- MeSH: D005779

= Immunodiffusion =

Immunodiffusion is a laboratory technique used to detect and quantify antigens and antibodies by observing their interactions within a gel medium. This technique involves the diffusion of antigens and antibodies through a gel, usually agar, resulting in the formation of a visible precipitate when they interact.

== Applications ==
Immunodiffusion techniques are widely used in immunology for various purposes, including:

- Determining antigen content
- Identifying immunoglobulin classes
- Evaluating antibodies
- Estimating serum transferrin and alpha-fetoprotein levels
- Comparing properties of different antigens

== Types of Immunodiffusion ==

=== Single Immunodiffusion (Radial Immunodiffusion) ===
In this method, antibodies are uniformly distributed in an agar gel, and the antigen sample is placed in wells cut into the gel. As the antigen diffuses radially, it forms a precipitation ring with the antibody. The diameter of this ring corresponds to the concentration of the antigen in the solution.

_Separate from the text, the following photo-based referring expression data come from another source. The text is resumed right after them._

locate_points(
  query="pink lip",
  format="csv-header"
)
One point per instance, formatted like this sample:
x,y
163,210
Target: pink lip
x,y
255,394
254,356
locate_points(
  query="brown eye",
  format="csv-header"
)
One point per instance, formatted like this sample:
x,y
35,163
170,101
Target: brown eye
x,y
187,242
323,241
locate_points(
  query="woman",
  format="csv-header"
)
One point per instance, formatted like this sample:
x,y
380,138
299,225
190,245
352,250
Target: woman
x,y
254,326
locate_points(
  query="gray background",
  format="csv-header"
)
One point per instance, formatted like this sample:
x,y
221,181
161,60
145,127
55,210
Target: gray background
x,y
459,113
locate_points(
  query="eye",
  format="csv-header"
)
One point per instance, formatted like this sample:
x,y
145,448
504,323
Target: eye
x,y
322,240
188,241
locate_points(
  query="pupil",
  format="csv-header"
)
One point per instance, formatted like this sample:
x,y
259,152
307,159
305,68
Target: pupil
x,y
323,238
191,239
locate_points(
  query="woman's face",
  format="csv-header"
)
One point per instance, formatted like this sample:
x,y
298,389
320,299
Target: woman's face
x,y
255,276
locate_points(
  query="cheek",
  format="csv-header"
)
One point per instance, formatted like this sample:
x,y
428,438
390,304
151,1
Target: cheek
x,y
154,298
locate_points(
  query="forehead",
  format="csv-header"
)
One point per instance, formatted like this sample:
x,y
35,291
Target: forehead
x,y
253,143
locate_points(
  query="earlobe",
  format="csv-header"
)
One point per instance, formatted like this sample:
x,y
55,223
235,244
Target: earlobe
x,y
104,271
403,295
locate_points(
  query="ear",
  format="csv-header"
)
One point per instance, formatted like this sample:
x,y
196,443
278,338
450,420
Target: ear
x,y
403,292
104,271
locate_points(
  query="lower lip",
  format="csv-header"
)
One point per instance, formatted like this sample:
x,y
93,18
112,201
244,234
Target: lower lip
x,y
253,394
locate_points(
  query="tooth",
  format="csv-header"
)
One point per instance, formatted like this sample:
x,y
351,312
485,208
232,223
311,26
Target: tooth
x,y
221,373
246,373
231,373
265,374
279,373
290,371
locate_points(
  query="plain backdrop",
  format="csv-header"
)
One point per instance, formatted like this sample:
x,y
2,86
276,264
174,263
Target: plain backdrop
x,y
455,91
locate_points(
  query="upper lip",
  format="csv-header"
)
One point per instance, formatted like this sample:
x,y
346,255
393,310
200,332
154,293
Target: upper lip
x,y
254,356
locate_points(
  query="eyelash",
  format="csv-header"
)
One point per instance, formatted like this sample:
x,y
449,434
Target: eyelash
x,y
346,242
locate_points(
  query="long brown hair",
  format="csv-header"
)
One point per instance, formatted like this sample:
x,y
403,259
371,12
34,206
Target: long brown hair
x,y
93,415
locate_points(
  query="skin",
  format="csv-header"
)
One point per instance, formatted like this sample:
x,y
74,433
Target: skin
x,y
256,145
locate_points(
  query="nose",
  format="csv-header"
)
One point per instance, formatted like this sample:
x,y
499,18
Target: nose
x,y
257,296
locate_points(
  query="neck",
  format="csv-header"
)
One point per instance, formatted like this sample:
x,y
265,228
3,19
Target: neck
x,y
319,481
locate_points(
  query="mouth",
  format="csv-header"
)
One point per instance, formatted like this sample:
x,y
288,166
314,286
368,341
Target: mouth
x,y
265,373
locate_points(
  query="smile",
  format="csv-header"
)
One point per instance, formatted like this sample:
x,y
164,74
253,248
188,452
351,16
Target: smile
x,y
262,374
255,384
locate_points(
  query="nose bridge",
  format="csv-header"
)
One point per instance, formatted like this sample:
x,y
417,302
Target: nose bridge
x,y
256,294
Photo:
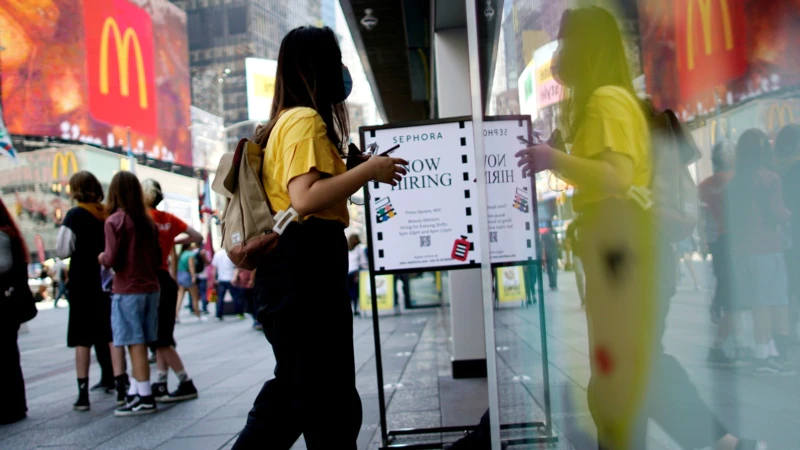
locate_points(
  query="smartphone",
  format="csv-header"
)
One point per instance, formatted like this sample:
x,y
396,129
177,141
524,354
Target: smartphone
x,y
390,151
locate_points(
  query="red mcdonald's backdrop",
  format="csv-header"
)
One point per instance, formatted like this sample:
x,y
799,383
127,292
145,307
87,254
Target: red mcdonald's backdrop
x,y
736,49
89,69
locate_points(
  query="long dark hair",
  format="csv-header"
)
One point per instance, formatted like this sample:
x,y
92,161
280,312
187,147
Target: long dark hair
x,y
85,188
125,193
590,55
310,75
19,251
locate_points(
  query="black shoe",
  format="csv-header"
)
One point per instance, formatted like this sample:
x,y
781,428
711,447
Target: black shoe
x,y
160,391
137,406
104,386
83,402
185,391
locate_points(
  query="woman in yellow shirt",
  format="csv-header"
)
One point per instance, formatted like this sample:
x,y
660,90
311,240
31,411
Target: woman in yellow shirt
x,y
306,312
629,268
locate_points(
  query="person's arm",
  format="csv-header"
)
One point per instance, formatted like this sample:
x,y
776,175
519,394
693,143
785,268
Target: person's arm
x,y
65,243
111,253
609,172
6,255
311,192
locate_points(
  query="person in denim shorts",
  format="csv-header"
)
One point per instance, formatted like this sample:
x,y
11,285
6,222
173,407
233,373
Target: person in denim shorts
x,y
133,252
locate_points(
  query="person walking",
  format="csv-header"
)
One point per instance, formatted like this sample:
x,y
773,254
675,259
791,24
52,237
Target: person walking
x,y
187,281
170,230
357,261
13,288
712,200
81,239
224,270
787,150
754,202
551,253
303,282
629,267
201,262
132,250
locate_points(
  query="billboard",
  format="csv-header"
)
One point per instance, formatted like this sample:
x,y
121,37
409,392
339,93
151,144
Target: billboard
x,y
260,87
698,52
89,70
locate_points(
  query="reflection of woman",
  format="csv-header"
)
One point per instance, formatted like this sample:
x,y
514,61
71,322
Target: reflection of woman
x,y
357,261
626,300
306,313
755,206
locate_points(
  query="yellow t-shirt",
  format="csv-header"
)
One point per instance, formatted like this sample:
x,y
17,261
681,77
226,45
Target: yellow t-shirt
x,y
614,121
299,143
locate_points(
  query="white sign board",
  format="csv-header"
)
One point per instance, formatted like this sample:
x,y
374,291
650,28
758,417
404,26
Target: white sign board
x,y
512,229
430,219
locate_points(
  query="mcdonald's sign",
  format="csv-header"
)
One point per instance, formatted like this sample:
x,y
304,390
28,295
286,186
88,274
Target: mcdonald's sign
x,y
121,63
64,161
710,44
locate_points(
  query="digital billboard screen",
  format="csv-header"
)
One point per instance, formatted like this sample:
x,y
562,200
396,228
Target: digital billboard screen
x,y
91,70
698,52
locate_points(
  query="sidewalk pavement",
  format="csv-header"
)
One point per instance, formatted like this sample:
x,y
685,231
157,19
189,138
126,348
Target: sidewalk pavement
x,y
229,362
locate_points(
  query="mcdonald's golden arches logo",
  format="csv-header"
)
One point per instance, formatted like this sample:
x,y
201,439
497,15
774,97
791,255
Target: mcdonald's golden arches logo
x,y
64,161
704,7
123,43
120,54
778,116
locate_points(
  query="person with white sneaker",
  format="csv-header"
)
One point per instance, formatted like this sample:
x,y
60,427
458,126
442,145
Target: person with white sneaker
x,y
169,228
131,249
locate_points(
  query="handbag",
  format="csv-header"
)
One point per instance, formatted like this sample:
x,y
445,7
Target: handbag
x,y
19,299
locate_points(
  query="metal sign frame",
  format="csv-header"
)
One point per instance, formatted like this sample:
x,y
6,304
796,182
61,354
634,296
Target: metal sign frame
x,y
389,437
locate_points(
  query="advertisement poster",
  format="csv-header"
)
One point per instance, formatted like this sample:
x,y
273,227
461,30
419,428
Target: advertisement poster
x,y
430,219
695,53
89,70
260,87
510,284
510,200
384,285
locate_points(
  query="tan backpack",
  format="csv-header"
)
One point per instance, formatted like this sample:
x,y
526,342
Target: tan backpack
x,y
249,229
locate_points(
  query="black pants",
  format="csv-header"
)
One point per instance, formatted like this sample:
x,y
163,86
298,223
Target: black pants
x,y
307,318
12,395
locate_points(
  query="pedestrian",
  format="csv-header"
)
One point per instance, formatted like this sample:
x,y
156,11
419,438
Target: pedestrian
x,y
81,238
551,253
169,228
787,150
755,207
303,282
629,266
224,270
16,295
132,250
357,261
201,262
58,275
712,201
577,264
187,280
685,250
242,289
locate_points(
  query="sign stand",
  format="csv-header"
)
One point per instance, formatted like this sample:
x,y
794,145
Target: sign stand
x,y
389,437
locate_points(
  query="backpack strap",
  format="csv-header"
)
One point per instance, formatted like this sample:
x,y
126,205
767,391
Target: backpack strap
x,y
284,218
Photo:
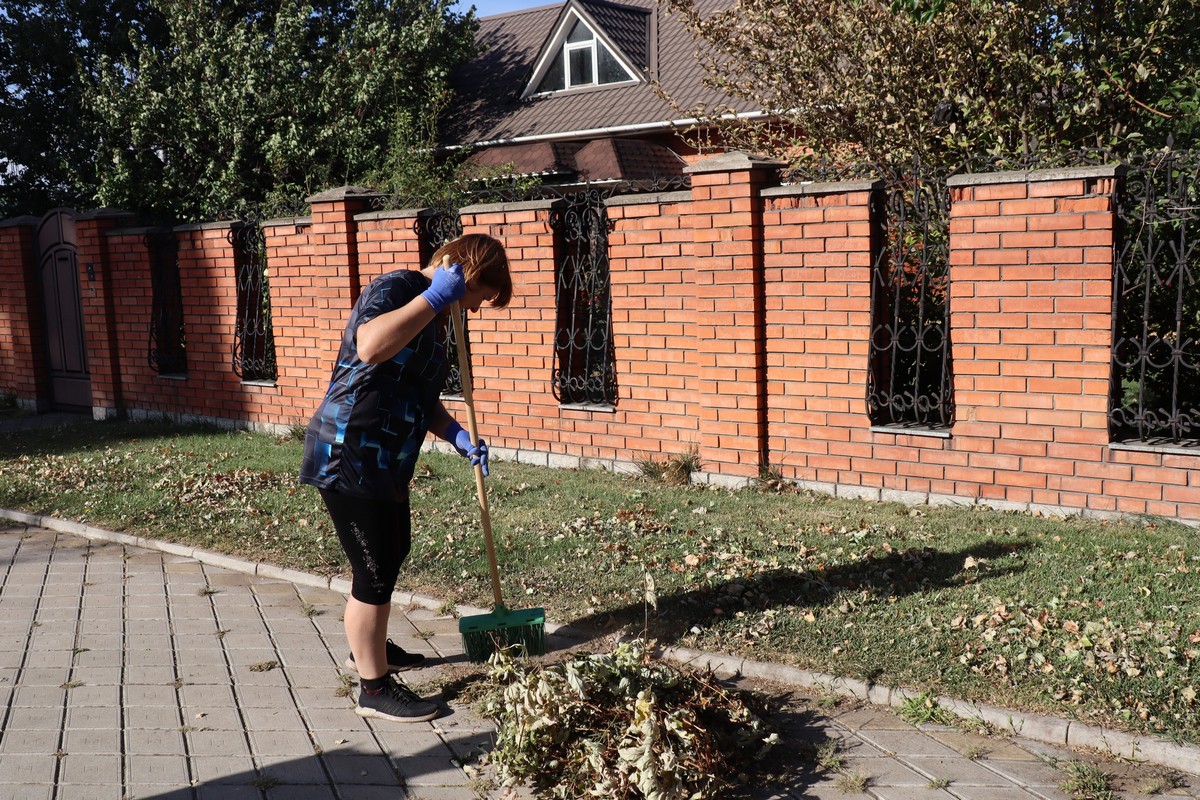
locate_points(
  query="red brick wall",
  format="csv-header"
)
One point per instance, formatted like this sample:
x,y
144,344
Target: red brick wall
x,y
741,324
817,269
22,359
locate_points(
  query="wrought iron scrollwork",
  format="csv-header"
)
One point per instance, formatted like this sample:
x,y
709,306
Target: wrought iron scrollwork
x,y
585,359
253,347
435,228
167,352
1156,332
910,368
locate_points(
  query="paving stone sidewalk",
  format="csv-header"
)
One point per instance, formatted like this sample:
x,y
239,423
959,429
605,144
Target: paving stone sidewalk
x,y
130,673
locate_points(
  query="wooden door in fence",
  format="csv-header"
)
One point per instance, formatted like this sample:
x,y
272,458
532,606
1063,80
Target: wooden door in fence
x,y
59,272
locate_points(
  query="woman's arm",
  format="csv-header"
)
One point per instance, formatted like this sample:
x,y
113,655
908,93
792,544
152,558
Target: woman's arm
x,y
381,338
441,420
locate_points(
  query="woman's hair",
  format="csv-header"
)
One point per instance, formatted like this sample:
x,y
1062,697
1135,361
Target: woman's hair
x,y
484,260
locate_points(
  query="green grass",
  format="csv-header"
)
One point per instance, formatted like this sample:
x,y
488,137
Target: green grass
x,y
1087,619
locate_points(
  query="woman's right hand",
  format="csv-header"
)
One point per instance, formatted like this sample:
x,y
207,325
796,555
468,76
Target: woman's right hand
x,y
448,287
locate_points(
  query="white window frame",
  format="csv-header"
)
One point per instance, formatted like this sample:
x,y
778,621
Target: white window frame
x,y
565,48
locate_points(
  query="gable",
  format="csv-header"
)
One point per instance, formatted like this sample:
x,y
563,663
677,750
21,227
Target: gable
x,y
587,48
490,107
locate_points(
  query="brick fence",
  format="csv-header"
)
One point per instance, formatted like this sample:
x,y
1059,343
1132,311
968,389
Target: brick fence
x,y
741,316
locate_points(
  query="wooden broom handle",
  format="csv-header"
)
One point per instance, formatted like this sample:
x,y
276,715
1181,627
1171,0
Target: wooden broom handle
x,y
472,428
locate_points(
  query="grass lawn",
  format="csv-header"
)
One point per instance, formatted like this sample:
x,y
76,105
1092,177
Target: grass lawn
x,y
1086,619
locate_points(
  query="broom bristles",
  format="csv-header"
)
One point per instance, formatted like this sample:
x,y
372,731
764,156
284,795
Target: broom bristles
x,y
483,633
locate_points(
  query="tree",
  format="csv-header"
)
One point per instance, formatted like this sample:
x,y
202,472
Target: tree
x,y
253,102
943,79
46,149
187,108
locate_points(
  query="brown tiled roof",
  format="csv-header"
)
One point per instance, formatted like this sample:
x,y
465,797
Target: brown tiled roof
x,y
600,160
631,160
531,158
490,107
628,26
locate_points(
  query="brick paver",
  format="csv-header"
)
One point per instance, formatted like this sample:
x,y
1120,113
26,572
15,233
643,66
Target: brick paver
x,y
130,673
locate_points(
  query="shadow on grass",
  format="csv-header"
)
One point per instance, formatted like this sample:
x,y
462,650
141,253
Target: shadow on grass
x,y
60,433
891,575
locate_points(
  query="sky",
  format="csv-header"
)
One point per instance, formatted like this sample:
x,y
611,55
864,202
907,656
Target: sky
x,y
489,7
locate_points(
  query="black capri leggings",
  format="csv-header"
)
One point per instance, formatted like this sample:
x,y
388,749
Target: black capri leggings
x,y
376,536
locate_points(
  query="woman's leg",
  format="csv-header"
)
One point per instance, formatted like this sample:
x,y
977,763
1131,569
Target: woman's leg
x,y
366,630
376,536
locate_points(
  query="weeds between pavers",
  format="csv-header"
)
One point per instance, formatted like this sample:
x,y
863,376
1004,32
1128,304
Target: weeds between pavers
x,y
1083,618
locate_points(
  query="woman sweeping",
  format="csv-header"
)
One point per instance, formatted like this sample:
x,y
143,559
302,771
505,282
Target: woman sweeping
x,y
363,444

=== Double Immunodiffusion (Ouchterlony Technique) ===
This method involves both antigen and antibody diffusing through the gel from separate wells, forming precipitation lines where they meet and react.

==== Other types ====
1. Single diffusion in one dimension (Oudin procedure)
2. Double diffusion in one dimension (Oakley Fulthorpe procedure)

== Advantages ==
- Cost-Effective: Immunodiffusion assays are relatively inexpensive compared to other immunoassays.

- Reliable and Reproducible: Provide consistent and reproducible results, making them suitable for routine diagnostic use.

== Limitations ==
- Time-Consuming: The diffusion process can take several hours to days to complete.

- Sensitivity: While specific, the sensitivity of immunodiffusion may be lower compared to other methods like ELISA.